Business — Banking — Management — Marketing & Sales

THE PORTFOLIO



Category: Risk Management in Banking

The three chapters use the same sample fictitious portfolio for illustrative purposes. This section briefly summarizes the characteristics of the portfolio.

Portfolio Details

The portfolio used throughout the three chapters, comprising 50 obligors, is detailed in the appendices. There is one facility per obligor, with different exposures, loss given default percentages, default probabilities and All-In Spreads (AISs). The maturity is 1 year for all facilities. Facilities are in two risk classes, whose default probabilities are 1% and 2.5% respectively. There are two business units (V and W) and two industries (A and B). Facilities have unequal exposures, from 50 to 500, and loss given default percentages ranging from 20% to 100%. Exposures are at book value. The portfolio is subject to a uniform correlation of 30% between the obligors assets. The loss distribution results from a Monte Carlo simulation with 50 000 runs. The methodology for generating the loss distribution uses the simulation of asset values using standardized normal distributions with a uniform correlation of 30% across asset values, and threshold asset values triggering default events adjusted to the 1% and 2.5% default probabilities. The revenues are AISs. The accounting return on asset is the ratio of the AIS over total exposure. The risk-adjusted return is the ratio of AIS minus expected losses to economic capital. The simulation uses the one-factor model, with a common factor for general risk and an independent residual for specific risk.

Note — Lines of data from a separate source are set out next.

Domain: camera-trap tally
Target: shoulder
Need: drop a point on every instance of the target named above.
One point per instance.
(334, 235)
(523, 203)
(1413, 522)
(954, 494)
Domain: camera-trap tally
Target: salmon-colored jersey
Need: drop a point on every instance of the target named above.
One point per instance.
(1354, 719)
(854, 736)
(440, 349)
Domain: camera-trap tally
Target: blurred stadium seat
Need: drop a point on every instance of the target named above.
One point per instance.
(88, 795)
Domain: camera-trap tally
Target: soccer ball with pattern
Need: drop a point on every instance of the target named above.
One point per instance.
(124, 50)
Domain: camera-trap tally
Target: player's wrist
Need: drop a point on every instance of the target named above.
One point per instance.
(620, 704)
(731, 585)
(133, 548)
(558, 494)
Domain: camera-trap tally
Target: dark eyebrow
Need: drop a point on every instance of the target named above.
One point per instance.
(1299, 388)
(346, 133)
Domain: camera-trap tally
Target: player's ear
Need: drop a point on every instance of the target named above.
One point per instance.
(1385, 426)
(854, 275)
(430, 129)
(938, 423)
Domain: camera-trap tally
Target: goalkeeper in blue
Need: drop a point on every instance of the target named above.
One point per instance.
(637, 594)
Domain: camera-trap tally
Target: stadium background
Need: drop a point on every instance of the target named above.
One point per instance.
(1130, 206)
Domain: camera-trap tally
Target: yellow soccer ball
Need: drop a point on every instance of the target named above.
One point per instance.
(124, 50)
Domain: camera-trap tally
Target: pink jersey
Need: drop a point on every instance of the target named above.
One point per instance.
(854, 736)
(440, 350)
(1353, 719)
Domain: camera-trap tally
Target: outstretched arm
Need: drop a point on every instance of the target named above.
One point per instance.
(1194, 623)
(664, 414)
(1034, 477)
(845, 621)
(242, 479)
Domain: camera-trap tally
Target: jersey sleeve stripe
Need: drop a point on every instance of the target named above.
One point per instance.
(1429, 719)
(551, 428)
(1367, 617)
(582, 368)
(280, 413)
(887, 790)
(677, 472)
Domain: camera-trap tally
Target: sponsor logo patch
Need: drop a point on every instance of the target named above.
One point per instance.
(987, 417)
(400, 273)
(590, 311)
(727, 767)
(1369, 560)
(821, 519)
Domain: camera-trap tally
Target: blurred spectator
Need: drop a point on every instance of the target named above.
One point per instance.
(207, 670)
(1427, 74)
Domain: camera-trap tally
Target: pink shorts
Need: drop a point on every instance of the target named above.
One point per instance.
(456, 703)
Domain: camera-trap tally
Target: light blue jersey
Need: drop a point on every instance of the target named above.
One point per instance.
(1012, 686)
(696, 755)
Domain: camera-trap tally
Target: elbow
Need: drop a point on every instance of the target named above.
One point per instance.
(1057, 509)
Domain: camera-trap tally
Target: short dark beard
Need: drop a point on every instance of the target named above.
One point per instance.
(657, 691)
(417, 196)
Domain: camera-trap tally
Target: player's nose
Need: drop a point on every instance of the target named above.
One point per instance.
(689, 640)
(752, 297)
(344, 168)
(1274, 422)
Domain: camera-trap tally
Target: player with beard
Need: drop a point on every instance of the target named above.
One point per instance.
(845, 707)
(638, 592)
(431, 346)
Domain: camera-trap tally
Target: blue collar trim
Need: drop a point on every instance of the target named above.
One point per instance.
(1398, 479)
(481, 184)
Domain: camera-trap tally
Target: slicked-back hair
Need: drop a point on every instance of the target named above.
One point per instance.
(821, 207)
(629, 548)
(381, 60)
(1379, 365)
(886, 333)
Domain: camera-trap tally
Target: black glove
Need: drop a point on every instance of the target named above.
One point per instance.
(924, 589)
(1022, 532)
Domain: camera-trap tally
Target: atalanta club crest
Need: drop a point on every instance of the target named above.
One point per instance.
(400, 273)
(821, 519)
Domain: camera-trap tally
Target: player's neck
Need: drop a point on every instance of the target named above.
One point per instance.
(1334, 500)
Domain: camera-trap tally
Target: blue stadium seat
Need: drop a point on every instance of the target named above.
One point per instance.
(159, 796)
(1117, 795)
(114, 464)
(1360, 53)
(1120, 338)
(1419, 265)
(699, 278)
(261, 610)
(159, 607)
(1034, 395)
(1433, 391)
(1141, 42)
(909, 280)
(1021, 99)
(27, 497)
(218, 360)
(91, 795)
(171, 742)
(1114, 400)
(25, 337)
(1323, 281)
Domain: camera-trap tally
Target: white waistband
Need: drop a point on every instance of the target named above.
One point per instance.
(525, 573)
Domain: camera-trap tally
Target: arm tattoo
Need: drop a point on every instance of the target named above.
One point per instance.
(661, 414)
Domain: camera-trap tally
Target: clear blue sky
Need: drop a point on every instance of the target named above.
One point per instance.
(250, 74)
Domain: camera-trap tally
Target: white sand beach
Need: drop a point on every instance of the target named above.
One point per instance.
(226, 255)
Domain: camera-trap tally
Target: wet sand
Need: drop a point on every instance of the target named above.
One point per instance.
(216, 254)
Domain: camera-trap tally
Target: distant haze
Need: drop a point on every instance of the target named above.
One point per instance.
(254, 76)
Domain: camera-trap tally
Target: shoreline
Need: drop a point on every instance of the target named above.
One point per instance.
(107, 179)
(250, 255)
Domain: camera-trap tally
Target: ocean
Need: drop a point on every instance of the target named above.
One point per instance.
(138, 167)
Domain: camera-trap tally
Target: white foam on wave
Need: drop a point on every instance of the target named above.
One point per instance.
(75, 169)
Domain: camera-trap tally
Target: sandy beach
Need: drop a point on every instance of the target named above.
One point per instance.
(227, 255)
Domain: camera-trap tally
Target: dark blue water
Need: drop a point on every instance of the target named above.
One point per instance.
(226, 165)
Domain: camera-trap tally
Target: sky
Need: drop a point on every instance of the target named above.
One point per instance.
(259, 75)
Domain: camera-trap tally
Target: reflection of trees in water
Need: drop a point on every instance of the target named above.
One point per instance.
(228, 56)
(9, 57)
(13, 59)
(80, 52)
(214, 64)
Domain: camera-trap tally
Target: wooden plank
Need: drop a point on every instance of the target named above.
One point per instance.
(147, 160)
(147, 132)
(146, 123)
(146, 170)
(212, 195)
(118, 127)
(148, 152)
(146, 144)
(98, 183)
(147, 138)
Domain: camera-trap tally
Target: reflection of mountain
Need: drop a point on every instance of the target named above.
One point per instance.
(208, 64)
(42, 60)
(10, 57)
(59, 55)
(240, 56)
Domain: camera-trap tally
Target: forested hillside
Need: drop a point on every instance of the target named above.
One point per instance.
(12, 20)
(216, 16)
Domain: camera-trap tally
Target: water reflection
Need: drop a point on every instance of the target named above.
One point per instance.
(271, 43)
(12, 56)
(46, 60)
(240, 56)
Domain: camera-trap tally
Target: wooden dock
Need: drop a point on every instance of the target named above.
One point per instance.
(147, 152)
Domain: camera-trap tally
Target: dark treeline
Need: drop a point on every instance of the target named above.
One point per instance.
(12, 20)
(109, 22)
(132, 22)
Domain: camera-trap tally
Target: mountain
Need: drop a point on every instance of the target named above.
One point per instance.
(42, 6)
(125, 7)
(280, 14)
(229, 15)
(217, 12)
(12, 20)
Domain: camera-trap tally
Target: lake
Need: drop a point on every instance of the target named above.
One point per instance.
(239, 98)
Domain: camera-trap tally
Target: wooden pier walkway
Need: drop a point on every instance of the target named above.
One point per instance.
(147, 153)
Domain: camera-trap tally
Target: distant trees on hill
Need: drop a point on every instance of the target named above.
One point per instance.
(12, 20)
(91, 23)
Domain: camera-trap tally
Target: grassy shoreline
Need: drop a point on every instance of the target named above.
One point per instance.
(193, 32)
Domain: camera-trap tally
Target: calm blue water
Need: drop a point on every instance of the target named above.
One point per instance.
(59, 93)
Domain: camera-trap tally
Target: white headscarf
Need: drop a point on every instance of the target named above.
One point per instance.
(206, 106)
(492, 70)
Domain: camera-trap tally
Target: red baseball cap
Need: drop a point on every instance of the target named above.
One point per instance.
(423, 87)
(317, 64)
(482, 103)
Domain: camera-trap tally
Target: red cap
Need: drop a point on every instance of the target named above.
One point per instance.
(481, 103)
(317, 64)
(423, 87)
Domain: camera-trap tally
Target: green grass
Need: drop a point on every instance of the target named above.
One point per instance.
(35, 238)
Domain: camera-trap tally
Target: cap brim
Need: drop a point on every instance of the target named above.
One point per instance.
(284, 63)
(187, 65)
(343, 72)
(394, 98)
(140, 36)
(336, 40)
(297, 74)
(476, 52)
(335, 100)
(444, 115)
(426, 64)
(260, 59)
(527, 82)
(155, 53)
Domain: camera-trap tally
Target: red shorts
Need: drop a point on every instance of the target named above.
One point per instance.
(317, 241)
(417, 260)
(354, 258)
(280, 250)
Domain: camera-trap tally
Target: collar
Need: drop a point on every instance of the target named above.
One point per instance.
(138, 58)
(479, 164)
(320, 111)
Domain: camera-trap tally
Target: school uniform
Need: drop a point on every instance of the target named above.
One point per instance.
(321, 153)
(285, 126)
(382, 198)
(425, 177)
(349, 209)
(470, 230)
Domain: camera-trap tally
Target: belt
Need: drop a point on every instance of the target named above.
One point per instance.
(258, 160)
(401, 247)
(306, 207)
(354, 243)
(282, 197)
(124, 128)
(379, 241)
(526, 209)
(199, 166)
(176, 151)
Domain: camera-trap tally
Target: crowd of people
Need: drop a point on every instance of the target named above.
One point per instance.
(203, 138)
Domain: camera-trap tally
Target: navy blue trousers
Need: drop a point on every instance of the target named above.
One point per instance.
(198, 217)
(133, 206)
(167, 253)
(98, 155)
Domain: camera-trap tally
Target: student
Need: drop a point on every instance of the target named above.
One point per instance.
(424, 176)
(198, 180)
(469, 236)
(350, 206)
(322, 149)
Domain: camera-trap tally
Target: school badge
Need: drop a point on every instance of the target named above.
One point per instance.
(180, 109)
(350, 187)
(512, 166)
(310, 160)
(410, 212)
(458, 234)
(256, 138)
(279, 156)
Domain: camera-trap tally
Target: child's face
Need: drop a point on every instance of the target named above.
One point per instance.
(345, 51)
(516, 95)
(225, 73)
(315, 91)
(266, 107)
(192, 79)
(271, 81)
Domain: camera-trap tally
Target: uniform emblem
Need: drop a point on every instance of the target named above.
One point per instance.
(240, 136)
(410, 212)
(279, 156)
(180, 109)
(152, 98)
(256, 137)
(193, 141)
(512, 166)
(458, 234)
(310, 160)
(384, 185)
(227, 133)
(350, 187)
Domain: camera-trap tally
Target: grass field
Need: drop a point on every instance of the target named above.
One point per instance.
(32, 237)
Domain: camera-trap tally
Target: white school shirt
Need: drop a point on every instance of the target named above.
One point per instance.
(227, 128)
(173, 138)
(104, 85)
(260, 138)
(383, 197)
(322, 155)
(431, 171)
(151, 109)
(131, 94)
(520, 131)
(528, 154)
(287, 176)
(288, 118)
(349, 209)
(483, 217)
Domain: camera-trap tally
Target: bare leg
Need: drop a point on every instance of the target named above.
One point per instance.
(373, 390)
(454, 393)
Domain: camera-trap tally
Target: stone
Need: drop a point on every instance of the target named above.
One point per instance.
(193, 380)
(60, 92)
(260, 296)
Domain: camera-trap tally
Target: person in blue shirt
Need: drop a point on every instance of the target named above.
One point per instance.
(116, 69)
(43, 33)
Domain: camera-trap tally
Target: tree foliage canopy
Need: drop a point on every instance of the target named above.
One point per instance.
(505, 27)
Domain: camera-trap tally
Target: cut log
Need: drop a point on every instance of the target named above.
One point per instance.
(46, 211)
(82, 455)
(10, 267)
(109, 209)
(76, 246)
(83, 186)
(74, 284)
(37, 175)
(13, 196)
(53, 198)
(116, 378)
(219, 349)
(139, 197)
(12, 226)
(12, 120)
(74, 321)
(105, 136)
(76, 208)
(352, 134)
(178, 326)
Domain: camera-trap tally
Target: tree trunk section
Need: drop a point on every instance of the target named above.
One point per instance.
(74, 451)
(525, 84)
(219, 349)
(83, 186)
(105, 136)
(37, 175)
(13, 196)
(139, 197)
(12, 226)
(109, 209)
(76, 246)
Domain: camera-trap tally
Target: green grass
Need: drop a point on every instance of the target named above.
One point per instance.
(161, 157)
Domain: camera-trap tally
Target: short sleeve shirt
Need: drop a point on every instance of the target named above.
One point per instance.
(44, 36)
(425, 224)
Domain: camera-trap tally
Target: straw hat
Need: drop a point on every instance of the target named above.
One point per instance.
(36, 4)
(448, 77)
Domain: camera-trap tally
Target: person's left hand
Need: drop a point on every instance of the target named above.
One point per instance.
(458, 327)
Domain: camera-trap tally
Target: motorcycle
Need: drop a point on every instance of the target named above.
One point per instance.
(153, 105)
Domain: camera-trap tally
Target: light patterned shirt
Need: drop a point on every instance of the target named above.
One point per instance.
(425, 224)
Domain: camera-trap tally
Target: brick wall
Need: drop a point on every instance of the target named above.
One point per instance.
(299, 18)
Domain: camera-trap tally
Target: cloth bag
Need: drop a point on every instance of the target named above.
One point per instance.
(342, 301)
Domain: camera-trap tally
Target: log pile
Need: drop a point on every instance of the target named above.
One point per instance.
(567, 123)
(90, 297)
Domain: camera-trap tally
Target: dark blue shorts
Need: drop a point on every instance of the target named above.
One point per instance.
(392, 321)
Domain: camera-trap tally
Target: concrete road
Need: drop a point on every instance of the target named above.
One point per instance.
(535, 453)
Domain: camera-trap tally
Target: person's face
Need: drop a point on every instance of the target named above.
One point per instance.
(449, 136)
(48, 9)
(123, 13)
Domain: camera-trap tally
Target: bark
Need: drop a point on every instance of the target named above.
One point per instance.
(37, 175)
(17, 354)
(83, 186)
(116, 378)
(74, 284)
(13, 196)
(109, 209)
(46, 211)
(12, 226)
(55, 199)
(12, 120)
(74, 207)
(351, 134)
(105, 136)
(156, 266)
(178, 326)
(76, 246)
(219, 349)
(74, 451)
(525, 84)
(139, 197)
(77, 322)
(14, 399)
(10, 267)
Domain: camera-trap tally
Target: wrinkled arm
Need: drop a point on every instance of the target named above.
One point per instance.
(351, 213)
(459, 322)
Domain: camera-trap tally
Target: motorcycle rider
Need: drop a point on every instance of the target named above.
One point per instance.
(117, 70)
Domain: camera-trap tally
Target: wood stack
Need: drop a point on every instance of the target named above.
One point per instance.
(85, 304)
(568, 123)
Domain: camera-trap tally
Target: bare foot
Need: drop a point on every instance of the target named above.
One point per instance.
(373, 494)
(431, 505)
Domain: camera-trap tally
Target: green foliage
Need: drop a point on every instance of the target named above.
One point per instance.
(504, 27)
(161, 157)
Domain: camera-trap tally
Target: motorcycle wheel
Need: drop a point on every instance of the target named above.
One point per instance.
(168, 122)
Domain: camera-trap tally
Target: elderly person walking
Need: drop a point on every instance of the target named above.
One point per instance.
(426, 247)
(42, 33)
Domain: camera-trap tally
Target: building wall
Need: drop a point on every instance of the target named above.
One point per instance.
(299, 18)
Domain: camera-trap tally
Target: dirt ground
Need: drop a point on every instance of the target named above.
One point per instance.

All portfolio statistics result from the Monte Carlo generated loss distribution. For individual facilities, standalone loss volatility and expected loss result from exposures, loss given default percentages and default probabilities. Economic capital and portfolio loss volatility result from the loss distribution. Capital allocations of overall economic capital are proportional to the standalone loss volatilities of facilities. Such allocations are identical to absolute risk contributions for a uniform correlation portfolio.

Ex post values of RaRoC and SVA for the entire portfolio, and each individual facility from AISs, result from revenues, economic capital and capital allocations. Capital is in excess of expected loss or expected spread. The cost of capital, pre-tax and pre-operating costs, is k = 25%.

Portfolio Loss Distribution

We visualize in Figure 55.1 the entire loss distribution, plus a zoom in on the fat tail, for both the probability density distribution and the cumulated distribution.

portfolio loss distribution

The total exposure is 11000, before recoveries. Figure 55.2 shows the cumulative distribution, from which loss percentiles derive, and the fat tail frequency distribution. The loss at the 99% confidence level is 1055, or 9.59% of the total exposure of 11 000, and 17.58% of the total loss given default of 6000. These are relatively high numbers, resulting from the choice of both a small portfolio and high default probabilities, which are in the speculative grade zone of the rating scale.